Also just a note, I was thinking if I did something wrong with libraries or the script but then I remembered I've already replicated the error both locally and on the Apify platform.
Interesting. Could you link me to the run on the Apify platform then?
When running a crawler using the BeautifulSoupCrawlingContext, I am getting unfixable encoding errors. They are thrown even before the handler function is called.
"encoding error : input conversion failed due to input error, bytes 0xEB 0x85 0x84 0x20"

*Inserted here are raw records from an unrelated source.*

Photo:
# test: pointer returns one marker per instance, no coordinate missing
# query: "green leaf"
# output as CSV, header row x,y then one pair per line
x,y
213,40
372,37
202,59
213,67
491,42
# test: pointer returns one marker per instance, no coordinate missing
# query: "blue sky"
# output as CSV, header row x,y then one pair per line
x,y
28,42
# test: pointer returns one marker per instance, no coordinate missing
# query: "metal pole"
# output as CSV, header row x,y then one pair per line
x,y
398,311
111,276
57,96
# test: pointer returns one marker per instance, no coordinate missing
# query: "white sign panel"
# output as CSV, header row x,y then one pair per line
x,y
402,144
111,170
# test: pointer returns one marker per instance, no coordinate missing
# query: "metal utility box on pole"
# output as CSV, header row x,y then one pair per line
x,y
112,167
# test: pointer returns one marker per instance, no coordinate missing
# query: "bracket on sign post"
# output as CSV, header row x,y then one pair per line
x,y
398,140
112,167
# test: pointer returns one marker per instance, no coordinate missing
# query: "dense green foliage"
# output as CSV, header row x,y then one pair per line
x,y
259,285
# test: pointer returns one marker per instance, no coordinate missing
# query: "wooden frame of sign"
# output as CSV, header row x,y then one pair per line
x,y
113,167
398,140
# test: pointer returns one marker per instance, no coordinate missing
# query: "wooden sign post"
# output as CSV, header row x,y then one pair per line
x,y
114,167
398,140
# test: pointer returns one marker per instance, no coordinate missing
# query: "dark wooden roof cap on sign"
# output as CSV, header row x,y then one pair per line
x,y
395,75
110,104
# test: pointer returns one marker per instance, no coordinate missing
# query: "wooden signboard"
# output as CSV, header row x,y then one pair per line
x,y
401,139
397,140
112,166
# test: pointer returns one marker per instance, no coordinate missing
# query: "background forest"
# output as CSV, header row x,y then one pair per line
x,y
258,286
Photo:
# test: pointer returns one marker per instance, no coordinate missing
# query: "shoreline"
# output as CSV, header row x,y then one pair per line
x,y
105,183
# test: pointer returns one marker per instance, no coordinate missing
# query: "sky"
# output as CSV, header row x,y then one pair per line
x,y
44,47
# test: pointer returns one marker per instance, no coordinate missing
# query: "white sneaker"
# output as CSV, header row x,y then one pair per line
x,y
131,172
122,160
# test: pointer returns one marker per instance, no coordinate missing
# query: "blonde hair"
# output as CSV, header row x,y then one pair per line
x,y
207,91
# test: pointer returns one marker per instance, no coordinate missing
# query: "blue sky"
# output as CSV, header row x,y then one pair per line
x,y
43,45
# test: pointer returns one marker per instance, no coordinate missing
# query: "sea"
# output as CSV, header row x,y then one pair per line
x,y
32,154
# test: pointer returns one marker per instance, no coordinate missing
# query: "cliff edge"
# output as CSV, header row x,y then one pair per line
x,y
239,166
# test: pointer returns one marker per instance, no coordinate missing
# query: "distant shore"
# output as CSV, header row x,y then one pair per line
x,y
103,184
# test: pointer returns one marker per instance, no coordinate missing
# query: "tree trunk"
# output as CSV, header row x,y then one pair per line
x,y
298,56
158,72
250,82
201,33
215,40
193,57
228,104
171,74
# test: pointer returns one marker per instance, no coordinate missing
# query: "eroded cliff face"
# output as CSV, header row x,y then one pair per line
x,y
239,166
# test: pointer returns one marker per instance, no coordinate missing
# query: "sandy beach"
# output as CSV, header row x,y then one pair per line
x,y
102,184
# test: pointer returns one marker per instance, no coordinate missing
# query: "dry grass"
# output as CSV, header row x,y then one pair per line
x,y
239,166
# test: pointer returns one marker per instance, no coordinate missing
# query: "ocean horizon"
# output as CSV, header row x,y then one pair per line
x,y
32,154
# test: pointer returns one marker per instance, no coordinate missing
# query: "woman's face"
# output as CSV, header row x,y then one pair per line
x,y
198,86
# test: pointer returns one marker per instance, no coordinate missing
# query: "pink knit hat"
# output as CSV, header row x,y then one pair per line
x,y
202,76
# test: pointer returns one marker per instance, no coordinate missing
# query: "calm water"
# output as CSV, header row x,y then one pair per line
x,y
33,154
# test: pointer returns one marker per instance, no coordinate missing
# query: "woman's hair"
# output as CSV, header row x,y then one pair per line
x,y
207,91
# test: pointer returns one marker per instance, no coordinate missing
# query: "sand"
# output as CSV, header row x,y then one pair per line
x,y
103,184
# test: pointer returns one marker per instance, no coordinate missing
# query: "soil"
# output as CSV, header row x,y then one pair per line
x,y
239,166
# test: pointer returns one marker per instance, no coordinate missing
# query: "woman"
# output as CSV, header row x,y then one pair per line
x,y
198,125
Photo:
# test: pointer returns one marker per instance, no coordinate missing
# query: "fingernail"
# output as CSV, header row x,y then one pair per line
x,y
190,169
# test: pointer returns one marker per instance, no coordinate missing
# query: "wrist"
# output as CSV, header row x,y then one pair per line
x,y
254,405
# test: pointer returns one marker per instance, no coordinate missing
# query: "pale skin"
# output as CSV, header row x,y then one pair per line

The error occurs in about 30% of requests when trying to scrape reviews from booking. Some example links for replication:
https://www.booking.com/reviewlist.en-gb.html?cc1=cz&pagename=hotel-don-giovanni-prague&rows=25&sort=f_recent_desc&offset=25
https://www.booking.com/reviewlist.en-gb.html?cc1=cz&pagename=hotel-don-giovanni-prague&rows=25&sort=f_recent_desc&offset=50
I found relevant issue stating "Libxml2 does not support the GB2312 encoding so a way to get around this problem is to convert it to utf-8. I did it and it works for me:" https://github.com/mitmproxy/mitmproxy/issues/657 but I did not manage to fix your BeautifulSoupCrawlingContext code by specifying the encoding.